On Friday, September 04, 2015 05:14:54 AM Richard Guy Briggs wrote:
There are several reports of the kernel losing contact with auditd
...
Even if this doesn't completely solve the problem, I like the extra reporting
and robustness of this change. Some comments inline ...
diff --git a/kernel/audit.c b/kernel/audit.c
index 1c13e42..4ee114a 100644
--- a/kernel/audit.c
+++ b/kernel/audit.c
@@ -404,19 +404,54 @@ static void audit_printk_skb(struct sk_buff *skb)
audit_hold_skb(skb);
}
+static char *audit_strerror(int err)
+{
+ switch (err) {
+ case -ECONNREFUSED:
+ return "ECONNREFUSED";
+ case -EPERM:
+ return "EPERM";
+ case -ENOMEM:
+ return "ENOMEM";
+ case -EAGAIN:
+ return "EAGAIN";
+ case -ERESTARTSYS:
+ return "ERESTARTSYS";
+ case -EINTR:
+ return "EINTR";
+ default:
+ return "(other)";
+ }
+}
See comments below.
static void kauditd_send_skb(struct sk_buff *skb)
{
int err;
+ int attempts = 0;
+#define AUDITD_RETRIES 5
+
+restart:
/* take a reference in case we can't send it and we want to hold it */
skb_get(skb);
Should the restart label go after the skb_get() call? It seems like if we
ever jump to restart we could end up needlessly bumping the skb's refcnt.
err = netlink_unicast(audit_sock, skb, audit_nlk_portid, 0);
if (err < 0) {
BUG_ON(err != -ECONNREFUSED); /* Shouldn't happen */
+ pr_err("netlink_unicast sending to audit_pid=%d returned error: %d,
%s\n"
+ , audit_pid, err, audit_strerror(err));
This is a style nit, but please put the comma on the preceding line.
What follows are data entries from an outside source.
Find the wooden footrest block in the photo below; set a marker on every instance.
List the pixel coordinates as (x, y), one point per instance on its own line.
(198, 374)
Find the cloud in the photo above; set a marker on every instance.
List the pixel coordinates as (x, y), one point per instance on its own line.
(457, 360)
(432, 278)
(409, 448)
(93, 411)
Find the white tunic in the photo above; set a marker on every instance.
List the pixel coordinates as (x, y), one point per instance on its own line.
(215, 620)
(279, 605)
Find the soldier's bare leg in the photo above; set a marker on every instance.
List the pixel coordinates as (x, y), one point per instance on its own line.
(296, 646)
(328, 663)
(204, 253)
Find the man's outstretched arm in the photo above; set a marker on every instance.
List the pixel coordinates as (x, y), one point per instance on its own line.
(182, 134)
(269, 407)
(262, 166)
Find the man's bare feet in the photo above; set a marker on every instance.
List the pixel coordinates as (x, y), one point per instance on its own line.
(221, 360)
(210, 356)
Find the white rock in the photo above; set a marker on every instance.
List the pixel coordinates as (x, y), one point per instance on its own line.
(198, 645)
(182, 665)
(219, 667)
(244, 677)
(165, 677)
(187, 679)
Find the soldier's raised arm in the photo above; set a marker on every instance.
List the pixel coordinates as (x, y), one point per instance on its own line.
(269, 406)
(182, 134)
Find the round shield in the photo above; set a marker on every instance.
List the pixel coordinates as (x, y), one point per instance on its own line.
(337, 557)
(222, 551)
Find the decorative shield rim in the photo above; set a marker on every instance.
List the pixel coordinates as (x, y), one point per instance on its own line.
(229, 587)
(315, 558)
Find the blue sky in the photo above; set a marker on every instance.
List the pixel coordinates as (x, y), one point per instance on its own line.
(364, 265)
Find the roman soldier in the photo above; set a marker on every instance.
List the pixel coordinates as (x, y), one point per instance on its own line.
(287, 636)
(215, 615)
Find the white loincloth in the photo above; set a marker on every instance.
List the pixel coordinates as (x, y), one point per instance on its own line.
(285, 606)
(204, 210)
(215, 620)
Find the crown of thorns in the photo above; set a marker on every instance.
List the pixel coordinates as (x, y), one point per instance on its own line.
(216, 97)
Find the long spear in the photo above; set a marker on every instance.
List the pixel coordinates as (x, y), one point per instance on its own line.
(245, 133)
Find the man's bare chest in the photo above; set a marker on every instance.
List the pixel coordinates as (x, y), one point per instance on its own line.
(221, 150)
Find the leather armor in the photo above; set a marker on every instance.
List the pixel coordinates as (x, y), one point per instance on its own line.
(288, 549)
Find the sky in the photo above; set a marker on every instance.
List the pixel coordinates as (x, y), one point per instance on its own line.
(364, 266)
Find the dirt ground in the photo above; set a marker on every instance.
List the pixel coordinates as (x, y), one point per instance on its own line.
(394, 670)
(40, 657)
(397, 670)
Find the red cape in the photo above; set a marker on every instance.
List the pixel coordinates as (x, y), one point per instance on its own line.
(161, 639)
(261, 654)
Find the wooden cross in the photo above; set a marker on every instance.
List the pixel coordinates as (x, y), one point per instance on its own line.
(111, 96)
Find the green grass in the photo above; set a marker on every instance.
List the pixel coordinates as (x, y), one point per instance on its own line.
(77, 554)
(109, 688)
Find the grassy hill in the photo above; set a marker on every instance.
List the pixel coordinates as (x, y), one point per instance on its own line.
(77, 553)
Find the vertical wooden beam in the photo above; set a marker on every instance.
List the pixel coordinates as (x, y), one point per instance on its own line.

I know
why you did it, but it bothers me.
I'm also debating if audit_strerror() is worth it. I agree with you that it
is a good idea to indicate the specific error code, I'm just not sure we need
to bother translating that into a proper errno name. Can you think of some
reason why we would need the errno name as opposed to the integer?
if (audit_pid) {
- pr_err("*NO* daemon at audit_pid=%d\n", audit_pid);
- audit_log_lost("auditd disappeared");
- audit_pid = 0;
- audit_sock = NULL;
+ if (err == -ECONNREFUSED || err == -EPERM
+ || ++attempts >= AUDITD_RETRIES) {
+ audit_log_lost("audit_pid=%d reset");
+ audit_pid = 0;
+ audit_sock = NULL;
+ } else {
+ pr_warn("re-scheduling(#%d) write to audit_pid=%d\n"
+ , attempts, audit_pid);
Same thing with the comma.
+ set_current_state(TASK_INTERRUPTIBLE);
+ schedule();
+ __set_current_state(TASK_RUNNING);
+ goto restart;
See my comment above about the skb's reference count.
+ }
}
/* we might get lucky and get this in the next auditd */
audit_hold_skb(skb);
--
paul moore
www.paul-moore.com